I don't know what the pro's choose but I would avoid steel wool at all costs. Since the rails are just raw I usually just address the tops of the rails and the connections. Fine sand paper on the joints and I rub a single egded razor across both lanes at the same time without the power on of course (sharp edge trailing). To pick up any debris, I follow up with a magnet like a good roofer will do. Once the track is getting use it will stay clean. Like a guitar, wipe it off when finished playing. And even more, like a firearm, put some light oil on to prevent corrosion. As far as the magnet cleaning, Don't rub it on the rails but dab it on the rails. Rubbing the rails can cause them to become magnetized.

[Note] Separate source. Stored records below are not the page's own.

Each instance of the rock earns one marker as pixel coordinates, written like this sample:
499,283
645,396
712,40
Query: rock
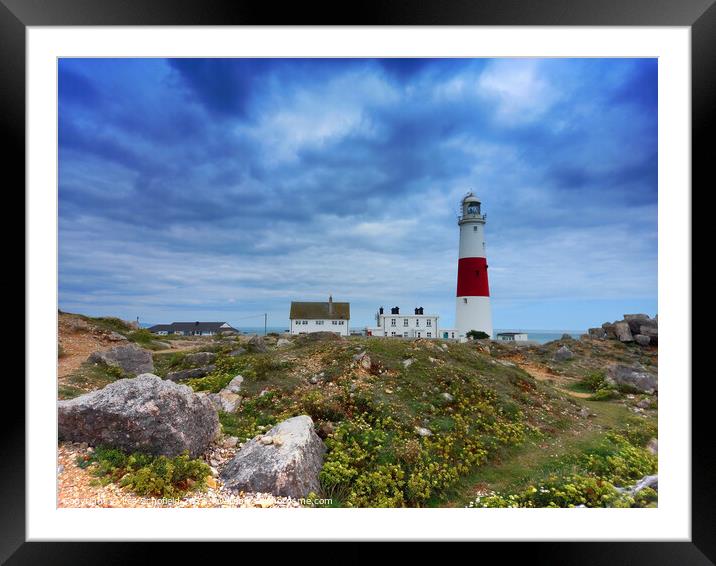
146,414
652,332
290,469
623,332
597,333
116,337
200,358
563,354
231,441
257,344
225,401
326,429
364,361
635,321
183,374
234,386
609,330
422,431
131,359
632,377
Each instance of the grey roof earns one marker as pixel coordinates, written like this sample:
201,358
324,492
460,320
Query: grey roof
320,310
191,327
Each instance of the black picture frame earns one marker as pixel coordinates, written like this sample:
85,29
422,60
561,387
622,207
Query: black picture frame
699,15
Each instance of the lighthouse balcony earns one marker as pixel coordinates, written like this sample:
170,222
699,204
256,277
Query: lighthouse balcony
471,218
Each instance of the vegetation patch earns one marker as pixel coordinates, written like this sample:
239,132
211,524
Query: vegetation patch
145,474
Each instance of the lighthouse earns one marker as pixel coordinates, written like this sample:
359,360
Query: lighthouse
472,310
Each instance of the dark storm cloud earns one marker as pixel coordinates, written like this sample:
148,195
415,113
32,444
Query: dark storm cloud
192,186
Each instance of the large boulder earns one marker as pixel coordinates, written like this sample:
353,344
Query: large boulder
635,321
623,332
285,461
131,359
146,414
632,378
193,373
200,358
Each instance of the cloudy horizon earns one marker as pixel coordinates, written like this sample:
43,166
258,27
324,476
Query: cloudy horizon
220,189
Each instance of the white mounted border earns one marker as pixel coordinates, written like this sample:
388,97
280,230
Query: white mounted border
671,521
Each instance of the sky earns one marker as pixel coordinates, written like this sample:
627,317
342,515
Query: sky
222,189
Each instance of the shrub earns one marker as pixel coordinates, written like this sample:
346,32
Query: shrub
477,335
145,474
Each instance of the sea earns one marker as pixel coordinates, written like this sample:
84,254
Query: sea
539,336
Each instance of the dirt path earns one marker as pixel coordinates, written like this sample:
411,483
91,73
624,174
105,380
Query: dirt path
78,342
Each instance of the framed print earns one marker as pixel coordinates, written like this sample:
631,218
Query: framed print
260,245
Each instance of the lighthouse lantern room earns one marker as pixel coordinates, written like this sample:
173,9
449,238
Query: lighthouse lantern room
472,311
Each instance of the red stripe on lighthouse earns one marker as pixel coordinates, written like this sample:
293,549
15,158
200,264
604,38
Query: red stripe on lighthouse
472,277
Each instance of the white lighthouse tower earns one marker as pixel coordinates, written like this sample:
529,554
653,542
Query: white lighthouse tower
472,311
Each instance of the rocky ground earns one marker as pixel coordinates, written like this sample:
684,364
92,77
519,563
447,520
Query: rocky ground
76,487
423,385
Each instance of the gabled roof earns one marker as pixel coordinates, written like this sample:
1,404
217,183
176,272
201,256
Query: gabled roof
192,327
319,310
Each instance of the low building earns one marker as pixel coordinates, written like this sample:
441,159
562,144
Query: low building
307,317
193,328
512,336
416,325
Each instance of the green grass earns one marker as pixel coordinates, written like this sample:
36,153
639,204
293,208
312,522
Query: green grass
88,377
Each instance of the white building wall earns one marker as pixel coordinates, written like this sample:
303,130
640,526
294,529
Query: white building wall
318,325
410,325
472,239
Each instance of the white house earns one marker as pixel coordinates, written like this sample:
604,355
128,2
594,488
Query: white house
307,317
512,336
416,325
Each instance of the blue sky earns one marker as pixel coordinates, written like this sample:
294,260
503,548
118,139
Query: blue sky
218,189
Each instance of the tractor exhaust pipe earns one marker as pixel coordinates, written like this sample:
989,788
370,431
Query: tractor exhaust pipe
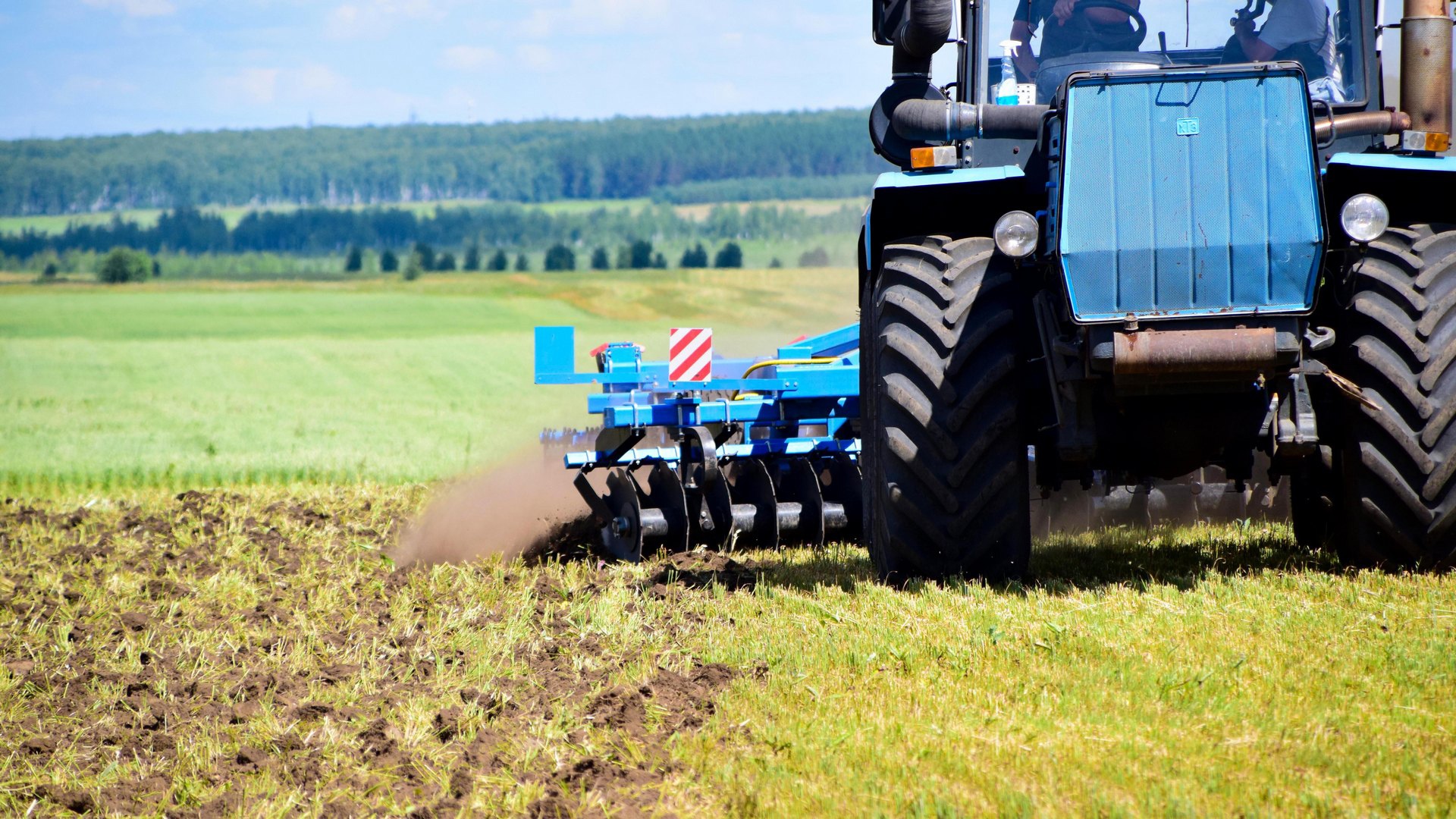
922,33
1426,66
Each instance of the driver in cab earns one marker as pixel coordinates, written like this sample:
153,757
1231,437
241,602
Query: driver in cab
1069,30
1293,30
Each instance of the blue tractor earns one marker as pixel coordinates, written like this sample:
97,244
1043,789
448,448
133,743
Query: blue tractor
1100,262
1144,256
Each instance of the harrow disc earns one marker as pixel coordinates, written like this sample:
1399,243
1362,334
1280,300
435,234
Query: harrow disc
666,496
755,510
622,535
843,497
710,509
799,485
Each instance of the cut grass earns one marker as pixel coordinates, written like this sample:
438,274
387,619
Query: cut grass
182,385
1210,670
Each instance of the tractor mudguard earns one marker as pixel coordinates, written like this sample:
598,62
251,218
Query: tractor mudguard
957,203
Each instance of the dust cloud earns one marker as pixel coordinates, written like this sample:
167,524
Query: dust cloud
522,509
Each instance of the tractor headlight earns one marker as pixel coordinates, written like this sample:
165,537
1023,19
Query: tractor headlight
1365,218
1015,234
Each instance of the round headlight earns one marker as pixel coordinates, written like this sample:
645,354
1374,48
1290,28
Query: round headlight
1365,218
1015,234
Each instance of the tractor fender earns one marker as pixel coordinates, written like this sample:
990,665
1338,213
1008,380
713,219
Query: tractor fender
957,203
1395,178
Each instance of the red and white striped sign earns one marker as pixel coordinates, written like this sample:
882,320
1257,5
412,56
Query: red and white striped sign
689,353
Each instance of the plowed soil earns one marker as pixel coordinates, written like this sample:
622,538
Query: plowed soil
228,654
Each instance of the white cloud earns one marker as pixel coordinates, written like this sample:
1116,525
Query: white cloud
601,17
258,86
468,57
136,8
375,18
310,80
536,57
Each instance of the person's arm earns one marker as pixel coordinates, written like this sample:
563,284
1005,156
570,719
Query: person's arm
1025,60
1254,49
1288,24
1065,8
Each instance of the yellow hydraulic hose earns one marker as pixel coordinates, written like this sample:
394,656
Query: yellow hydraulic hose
778,363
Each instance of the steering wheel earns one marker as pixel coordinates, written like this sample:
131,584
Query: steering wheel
1085,36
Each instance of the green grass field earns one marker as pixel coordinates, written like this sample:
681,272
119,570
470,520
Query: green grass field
253,651
175,385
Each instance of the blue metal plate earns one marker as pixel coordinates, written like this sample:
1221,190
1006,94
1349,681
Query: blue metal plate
1190,194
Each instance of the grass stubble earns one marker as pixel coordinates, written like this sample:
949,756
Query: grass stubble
259,653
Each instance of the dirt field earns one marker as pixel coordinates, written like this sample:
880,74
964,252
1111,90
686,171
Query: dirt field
256,653
239,654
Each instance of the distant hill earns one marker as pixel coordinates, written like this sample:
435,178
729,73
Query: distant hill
511,162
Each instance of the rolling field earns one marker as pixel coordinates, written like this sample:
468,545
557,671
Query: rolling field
253,649
379,381
232,215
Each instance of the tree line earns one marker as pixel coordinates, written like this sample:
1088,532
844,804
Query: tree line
525,162
319,231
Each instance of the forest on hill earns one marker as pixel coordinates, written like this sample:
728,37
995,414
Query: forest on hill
321,231
674,159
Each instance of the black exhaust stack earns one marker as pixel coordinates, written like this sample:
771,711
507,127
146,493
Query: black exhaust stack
912,112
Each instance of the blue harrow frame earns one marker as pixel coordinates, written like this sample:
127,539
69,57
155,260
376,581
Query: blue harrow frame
762,449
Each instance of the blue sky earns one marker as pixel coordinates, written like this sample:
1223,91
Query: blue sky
74,67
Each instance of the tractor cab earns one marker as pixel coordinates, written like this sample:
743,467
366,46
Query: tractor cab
1111,36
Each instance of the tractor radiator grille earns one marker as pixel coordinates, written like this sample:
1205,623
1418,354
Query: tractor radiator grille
1188,194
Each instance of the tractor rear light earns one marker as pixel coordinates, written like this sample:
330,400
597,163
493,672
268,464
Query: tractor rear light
928,158
1015,234
1430,142
1365,218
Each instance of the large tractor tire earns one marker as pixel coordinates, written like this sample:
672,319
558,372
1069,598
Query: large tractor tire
946,457
1398,341
1315,502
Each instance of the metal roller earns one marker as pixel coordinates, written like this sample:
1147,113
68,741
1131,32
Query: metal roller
755,512
664,496
799,485
842,487
623,532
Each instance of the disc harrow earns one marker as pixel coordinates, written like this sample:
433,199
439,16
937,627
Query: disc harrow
756,453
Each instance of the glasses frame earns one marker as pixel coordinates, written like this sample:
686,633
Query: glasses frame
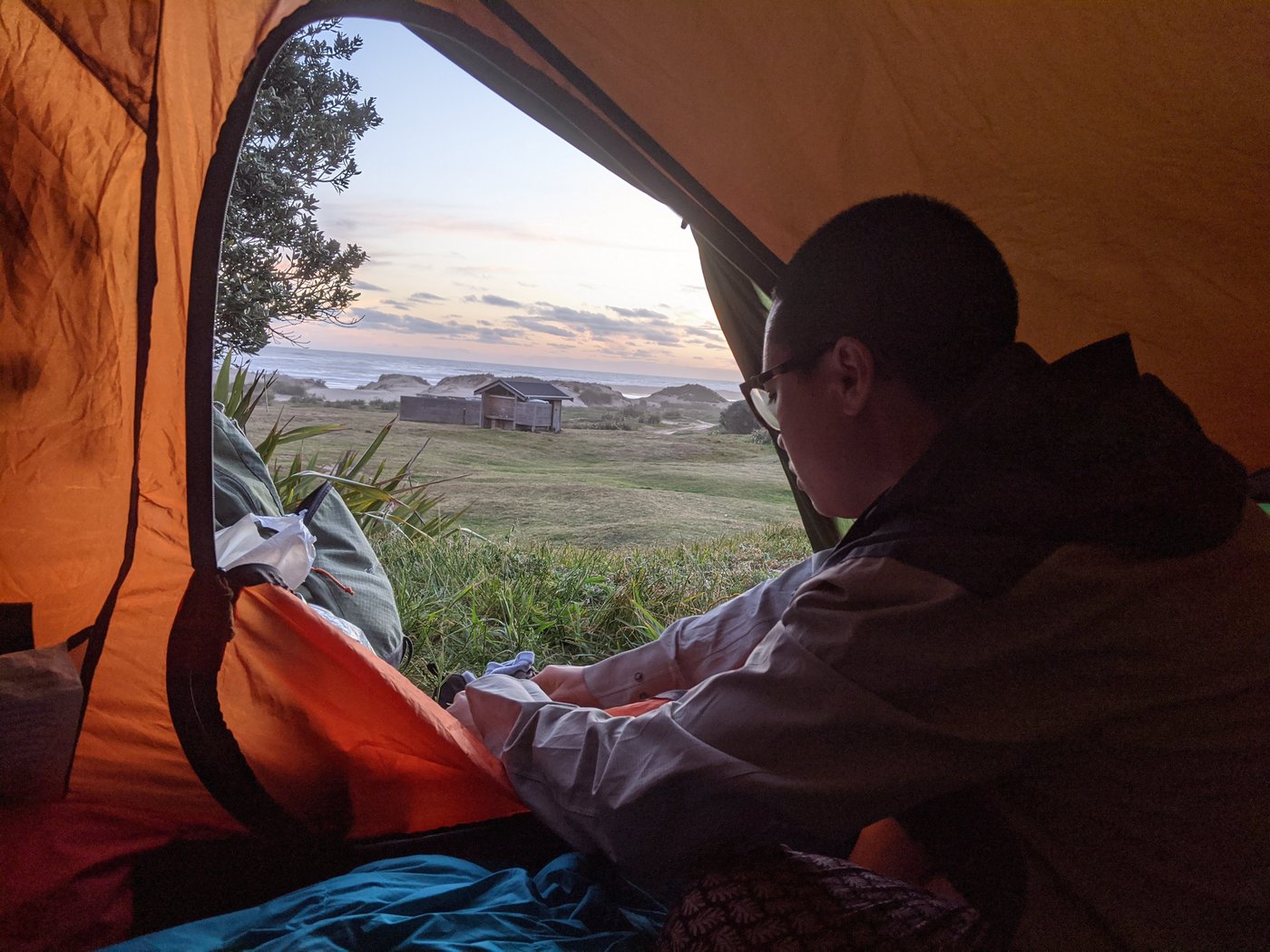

I don't know if that is good but I think they already have that disposition with magnets passing over the same way every time. That's how I magnatize my screwdrivers for holding screws. My Saturday evening philosophy. David


----------



## eastside johnny (May 13, 2008)

VERY fine sandpaper!.......& once you've cleaned it up, treat it with "Rail Zip" You should be able to get Rail Zip through a good hobby shop that deals with model TRAINS. It's used on train rails and treats the metal.


----------



## roadrner (Jul 21, 1999)

eastside johnny said:


> VERY fine sandpaper!.......& once you've cleaned it up, treat it with "Rail Zip" You should be able to get Rail Zip through a good hobby shop that deals with model TRAINS. It's used on train rails and treats the metal.


Or a light coating of WD40. Apply it to a rag then wipe the track pieces. Direct spray was an overload when I did it the first time.  rr


----------